Current State of market

Recent Property Council of Australia figures show the office vacancy rate across primary and secondary space in the Melbourne CBD is sitting at 13.8% as at January 2023 which represents the highest level since January 1999.

The development pipeline and volume of office space being developed may imply an in-demand market, however the issue is that the flight to quality is creating an even greater gulf in quality between the A-grade and secondary office space.

Premium office space and new developments with attractive facilities and competitive leasing terms are great for tenants but could mean more B-grade and C-grade commercial space remains empty.

Until the prime office space is occupied or begins to increase rental rates, the demand for secondary offices would remain low.

 

The foundations are laid

Melbourne already has fantastic infrastructure and an abundance of commercial space, something other global cities are still on the ascension to. Instead of needing to create an environment for business to thrive, it has the luxury of simply needing to rejuvenate and renovate.

This is a resource to be harnessed and developed further, but in recent times the appetite to enhance the city’s commercial assets hasn’t been as strong.

The uncertainty that has crept into the market is understandable as many asset owners have had to sit tight and navigate what seemed like the demise of the CBD as lockdowns and work from home arrangements decimated the sector.

The cost of finance is another prohibitive factor that is limiting the ambition and ability of asset owners to invest in their properties. These costs have steadily increased and with a lack of clarity about the future of the sector, it is understandable that there is hesitation to finance upgrades or renovations.

 

Levers to pull

Economist, Theodore Levitt once said, “Creativity is thinking up new things. Innovation is doing new things.” This somewhat straight to the point advice is exactly what we must do as a sector to move forward.

In line with his thinking, it is time to be innovative. There are some new things we could do to improve the situation that aren’t radical or beyond immediate consideration.

As always, the government has a role to play, and can be a key contributor in steering the city back to full health by supporting these ideas that could stimulate the use of space in the CBD.

With Melbourne’s forecasted population growth and current issues around housing availability, one consideration is to repurpose commercial space to service the struggling residential sector, offering a variety of modern apartments to boost the residential vacancy rate in Melbourne which currently sits just above 1%.

This conversion can be costly which will deter landlords, but it has been done successfully in the past and with the right backing from government it could be a mechanism that alleviates strain from both the residential sector and commercial sector.

Providing well-located residential space in the heart of the CBD will stimulate activity in the city and offers prime location for those occupying the space.

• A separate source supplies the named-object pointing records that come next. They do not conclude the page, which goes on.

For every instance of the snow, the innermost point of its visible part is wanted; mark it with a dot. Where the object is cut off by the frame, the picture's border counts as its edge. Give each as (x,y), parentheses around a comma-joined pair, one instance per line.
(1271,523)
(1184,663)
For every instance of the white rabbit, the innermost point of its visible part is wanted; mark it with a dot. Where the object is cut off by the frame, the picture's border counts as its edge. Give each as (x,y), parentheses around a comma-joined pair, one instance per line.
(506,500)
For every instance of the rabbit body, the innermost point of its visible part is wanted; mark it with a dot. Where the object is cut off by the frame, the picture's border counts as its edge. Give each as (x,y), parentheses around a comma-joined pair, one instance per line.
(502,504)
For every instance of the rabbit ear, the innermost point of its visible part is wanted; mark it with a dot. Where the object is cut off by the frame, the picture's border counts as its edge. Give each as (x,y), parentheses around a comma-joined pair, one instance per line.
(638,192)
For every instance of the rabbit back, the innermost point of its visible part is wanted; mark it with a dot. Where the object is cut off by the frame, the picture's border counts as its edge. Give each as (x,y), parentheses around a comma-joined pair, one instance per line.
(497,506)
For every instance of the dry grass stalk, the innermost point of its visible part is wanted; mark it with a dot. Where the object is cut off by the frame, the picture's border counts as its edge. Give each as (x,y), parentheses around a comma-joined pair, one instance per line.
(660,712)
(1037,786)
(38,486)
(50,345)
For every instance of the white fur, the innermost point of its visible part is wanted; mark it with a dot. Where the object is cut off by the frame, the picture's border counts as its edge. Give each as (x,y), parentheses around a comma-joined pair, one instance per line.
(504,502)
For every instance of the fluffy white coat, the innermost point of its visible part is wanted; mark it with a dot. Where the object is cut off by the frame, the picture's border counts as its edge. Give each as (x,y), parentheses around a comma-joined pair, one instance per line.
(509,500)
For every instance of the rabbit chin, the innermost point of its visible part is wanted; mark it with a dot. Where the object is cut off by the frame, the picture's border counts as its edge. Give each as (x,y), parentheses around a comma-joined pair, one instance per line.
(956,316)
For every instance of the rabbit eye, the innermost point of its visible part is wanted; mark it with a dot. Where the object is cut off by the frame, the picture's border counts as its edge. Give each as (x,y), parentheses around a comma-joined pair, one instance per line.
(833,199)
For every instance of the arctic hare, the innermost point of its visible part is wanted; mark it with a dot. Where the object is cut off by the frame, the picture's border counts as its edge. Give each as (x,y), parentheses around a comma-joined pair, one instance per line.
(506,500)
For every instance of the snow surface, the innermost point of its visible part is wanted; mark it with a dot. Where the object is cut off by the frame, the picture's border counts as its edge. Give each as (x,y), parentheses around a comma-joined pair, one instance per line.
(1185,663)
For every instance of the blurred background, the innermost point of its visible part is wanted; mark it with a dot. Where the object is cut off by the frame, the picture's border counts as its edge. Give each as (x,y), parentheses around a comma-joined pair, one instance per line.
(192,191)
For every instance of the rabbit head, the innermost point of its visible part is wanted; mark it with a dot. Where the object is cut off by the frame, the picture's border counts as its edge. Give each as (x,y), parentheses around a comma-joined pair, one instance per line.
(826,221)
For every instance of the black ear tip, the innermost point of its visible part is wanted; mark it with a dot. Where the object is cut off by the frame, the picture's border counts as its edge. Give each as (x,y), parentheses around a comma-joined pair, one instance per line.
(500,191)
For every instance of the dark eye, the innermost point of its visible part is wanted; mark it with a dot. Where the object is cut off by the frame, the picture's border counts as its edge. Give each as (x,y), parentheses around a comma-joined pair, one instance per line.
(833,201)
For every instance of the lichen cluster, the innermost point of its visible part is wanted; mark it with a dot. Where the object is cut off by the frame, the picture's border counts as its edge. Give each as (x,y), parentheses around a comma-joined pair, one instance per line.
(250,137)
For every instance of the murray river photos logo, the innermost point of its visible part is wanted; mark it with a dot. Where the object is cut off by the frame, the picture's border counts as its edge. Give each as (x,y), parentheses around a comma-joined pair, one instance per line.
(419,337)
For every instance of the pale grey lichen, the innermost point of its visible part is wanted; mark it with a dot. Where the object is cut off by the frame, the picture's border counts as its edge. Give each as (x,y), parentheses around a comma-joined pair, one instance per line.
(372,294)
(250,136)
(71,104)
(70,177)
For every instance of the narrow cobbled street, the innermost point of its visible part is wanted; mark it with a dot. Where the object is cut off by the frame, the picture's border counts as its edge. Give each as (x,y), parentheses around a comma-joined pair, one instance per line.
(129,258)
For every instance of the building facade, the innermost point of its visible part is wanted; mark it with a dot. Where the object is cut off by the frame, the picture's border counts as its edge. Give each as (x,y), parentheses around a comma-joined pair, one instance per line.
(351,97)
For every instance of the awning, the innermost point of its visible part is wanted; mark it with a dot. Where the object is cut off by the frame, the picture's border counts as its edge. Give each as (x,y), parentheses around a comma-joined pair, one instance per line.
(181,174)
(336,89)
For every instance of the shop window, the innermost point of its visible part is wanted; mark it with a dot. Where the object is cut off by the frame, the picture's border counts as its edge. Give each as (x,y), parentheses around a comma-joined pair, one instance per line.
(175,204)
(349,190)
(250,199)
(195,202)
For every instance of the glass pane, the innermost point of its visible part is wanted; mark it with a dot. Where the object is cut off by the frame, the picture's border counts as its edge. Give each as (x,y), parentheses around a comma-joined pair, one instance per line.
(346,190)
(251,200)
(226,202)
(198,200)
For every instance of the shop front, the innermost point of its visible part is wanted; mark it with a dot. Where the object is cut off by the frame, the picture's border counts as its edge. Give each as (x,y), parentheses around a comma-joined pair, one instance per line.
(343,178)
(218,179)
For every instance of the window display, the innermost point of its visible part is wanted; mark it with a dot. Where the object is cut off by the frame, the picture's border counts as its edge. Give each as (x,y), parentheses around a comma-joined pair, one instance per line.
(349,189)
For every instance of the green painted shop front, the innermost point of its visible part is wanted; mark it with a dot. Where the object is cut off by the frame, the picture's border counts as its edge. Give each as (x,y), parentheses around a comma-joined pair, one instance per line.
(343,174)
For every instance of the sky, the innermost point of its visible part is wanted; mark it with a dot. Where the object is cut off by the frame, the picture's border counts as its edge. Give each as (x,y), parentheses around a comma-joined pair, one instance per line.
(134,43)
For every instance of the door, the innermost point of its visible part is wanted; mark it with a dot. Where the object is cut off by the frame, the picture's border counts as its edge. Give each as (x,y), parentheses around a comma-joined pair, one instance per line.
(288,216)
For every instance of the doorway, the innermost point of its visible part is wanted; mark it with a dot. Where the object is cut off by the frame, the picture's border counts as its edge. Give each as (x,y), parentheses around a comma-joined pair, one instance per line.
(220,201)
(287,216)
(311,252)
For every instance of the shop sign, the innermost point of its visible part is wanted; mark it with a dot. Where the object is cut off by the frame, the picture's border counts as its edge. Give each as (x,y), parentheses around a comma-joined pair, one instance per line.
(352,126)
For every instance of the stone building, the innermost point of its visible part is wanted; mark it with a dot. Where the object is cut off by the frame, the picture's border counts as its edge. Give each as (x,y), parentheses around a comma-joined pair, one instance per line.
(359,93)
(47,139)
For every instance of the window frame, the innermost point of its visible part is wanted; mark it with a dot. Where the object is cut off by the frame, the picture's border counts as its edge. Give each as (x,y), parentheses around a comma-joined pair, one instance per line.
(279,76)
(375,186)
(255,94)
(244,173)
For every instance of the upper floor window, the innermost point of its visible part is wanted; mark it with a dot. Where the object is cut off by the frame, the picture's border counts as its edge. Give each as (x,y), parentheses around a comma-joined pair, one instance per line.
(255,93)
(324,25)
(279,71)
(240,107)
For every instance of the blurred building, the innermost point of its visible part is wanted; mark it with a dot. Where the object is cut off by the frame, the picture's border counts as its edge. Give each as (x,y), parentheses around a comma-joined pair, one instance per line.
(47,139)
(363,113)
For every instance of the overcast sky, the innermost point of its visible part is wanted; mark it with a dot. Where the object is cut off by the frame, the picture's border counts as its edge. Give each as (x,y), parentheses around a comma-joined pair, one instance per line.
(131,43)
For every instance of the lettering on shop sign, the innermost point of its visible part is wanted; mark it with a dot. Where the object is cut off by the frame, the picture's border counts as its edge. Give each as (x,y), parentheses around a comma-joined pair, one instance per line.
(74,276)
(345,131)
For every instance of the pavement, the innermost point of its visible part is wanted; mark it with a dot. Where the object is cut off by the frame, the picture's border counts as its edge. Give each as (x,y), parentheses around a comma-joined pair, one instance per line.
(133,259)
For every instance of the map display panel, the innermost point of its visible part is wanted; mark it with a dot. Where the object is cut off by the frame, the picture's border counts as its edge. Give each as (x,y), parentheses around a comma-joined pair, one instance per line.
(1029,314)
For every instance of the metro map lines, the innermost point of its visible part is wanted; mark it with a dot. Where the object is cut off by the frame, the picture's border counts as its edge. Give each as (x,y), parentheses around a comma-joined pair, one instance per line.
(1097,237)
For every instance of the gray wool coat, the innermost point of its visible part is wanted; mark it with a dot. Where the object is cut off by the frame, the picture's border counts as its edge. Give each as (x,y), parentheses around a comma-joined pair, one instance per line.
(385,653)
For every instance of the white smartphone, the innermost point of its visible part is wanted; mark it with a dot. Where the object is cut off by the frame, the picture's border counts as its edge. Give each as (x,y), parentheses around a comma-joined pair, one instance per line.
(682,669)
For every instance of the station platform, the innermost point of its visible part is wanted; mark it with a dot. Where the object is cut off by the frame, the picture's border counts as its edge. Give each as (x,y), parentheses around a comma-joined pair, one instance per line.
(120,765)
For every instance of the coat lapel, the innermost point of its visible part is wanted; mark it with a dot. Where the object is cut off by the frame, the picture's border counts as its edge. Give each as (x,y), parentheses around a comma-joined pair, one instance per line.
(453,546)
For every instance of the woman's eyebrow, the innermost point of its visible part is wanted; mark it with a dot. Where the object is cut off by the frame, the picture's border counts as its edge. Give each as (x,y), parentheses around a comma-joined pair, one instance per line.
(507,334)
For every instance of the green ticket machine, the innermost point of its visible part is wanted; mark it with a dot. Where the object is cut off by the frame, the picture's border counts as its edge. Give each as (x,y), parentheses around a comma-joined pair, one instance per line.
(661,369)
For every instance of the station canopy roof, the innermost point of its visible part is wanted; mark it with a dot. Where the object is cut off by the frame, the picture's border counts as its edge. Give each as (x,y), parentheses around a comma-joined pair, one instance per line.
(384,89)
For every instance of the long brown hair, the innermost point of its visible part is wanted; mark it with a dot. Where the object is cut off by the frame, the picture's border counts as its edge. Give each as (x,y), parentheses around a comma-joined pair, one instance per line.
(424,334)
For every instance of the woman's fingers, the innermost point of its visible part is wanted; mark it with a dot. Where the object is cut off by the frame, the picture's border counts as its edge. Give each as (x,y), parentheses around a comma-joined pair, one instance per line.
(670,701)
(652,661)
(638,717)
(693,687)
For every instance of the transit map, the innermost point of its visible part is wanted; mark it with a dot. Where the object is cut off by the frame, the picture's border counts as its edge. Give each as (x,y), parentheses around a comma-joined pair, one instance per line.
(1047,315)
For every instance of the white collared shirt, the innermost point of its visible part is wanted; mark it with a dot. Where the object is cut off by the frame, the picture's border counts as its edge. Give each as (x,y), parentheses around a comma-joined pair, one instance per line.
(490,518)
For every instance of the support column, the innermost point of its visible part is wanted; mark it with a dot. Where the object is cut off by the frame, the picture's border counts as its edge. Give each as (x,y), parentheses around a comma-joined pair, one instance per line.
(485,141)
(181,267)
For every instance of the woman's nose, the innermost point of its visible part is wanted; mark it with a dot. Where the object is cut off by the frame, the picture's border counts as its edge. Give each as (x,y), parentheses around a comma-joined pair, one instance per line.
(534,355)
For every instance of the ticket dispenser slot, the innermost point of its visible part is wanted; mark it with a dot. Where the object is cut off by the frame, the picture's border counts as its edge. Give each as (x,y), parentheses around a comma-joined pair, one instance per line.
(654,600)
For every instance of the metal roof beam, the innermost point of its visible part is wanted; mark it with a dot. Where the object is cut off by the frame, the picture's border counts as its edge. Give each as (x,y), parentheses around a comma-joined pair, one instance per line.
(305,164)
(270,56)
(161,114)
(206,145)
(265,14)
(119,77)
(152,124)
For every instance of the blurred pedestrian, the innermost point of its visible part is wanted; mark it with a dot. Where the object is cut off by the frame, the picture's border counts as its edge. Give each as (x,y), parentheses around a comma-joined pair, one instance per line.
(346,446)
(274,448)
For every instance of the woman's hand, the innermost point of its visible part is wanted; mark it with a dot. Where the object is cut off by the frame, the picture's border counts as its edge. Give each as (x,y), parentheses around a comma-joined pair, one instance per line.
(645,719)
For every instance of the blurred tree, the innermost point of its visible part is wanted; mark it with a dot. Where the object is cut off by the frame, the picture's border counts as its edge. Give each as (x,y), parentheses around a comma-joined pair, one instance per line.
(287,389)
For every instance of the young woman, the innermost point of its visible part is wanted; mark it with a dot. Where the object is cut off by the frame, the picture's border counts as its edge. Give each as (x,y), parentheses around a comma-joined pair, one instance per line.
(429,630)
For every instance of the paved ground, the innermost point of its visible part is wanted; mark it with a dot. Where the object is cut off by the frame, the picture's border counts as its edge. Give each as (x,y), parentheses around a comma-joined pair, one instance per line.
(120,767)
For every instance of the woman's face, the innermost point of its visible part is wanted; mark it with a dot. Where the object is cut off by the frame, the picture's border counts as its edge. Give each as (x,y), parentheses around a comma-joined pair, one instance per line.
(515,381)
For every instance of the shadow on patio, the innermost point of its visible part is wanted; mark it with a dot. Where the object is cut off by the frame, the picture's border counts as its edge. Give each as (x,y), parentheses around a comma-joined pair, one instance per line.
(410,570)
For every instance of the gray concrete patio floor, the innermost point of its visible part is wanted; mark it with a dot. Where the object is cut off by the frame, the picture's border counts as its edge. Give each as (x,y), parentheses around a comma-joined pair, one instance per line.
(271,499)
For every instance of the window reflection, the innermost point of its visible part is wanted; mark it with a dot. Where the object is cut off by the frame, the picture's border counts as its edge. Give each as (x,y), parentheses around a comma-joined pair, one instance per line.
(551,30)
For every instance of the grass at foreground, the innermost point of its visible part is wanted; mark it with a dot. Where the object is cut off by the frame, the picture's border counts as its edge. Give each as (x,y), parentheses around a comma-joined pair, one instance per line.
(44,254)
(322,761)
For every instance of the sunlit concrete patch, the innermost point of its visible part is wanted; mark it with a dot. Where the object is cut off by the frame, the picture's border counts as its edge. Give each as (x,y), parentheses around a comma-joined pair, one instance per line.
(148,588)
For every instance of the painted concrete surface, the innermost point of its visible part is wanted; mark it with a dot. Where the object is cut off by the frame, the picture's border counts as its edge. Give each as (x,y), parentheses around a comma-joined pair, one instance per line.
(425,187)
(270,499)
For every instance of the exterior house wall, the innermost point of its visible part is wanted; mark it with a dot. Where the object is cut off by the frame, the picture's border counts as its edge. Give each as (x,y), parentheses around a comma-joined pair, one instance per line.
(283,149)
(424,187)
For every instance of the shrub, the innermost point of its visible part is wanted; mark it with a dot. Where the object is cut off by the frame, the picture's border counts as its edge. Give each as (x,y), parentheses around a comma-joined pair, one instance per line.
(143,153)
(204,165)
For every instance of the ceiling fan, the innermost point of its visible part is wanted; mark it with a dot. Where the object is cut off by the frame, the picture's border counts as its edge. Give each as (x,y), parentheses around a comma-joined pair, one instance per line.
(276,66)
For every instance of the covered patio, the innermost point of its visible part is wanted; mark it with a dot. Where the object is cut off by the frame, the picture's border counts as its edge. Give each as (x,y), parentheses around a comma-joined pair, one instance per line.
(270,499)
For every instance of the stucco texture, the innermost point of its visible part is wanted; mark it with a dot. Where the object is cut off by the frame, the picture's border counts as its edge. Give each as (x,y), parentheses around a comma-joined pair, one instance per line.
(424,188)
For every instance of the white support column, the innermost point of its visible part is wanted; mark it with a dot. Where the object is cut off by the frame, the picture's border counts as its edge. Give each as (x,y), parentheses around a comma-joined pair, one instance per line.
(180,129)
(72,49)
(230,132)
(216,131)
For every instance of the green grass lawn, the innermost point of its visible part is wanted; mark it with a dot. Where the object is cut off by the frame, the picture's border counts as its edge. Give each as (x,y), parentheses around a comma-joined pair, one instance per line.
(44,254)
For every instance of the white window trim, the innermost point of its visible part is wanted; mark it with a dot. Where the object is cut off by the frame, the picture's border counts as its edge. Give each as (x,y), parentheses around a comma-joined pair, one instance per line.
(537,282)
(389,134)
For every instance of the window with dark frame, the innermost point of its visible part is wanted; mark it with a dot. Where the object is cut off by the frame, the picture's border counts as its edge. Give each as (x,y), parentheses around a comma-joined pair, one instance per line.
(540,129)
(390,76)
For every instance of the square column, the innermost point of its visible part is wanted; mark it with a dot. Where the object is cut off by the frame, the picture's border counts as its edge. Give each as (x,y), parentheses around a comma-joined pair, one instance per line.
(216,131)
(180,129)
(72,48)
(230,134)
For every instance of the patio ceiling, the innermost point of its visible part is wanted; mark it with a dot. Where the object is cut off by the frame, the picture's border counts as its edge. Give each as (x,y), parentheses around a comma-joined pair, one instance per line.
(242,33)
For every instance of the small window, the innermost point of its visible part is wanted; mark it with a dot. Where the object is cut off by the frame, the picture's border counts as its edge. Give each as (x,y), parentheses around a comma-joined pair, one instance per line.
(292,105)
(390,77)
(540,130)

Many landlords are weighing up the risk vs. reward of renovating to attract tenants in an extremely competitive space, ready to capitalise on the overflow of tenants when A-grade space fills up and more people begin working more centrally again.

Subsidising these renovations is key to ensuring the secondary office space is ready to rebound and isn’t left scrambling or missing out on the resurgence of the sector in the months or years to come.

Another option is to launch some form of ‘Green Grant’ or similar initiative that would provide B-grade and C-grade commercial space landowners the opportunity to ‘green up’ their space to make up ground on the newer A-Grade buildings which are known to be more environmentally sound and sustainable.

The increased relevance of ESG policies and environmental focus of organisations has put the environmental capabilities of a building or space close to the top of the qualifying criteria when tenants are selecting an office.

 

The time is now

Whether the answer is to reposition, to renovate, or re-energise, the time is now. Melbourne will continue to attract people and companies from around the world for as long as there is space to work, live and play.

The ball really is in our court, we must do all that we can to ensure the longevity and prosperity of our storied and resilient city.

 

By Jason Stevens, Director of Commercial Office Valuations for Herron Todd White.

 

Jason has worked in the commercial property sector for over 15 years and specialises in valuation of office space within the CBD and broader metropolitan area.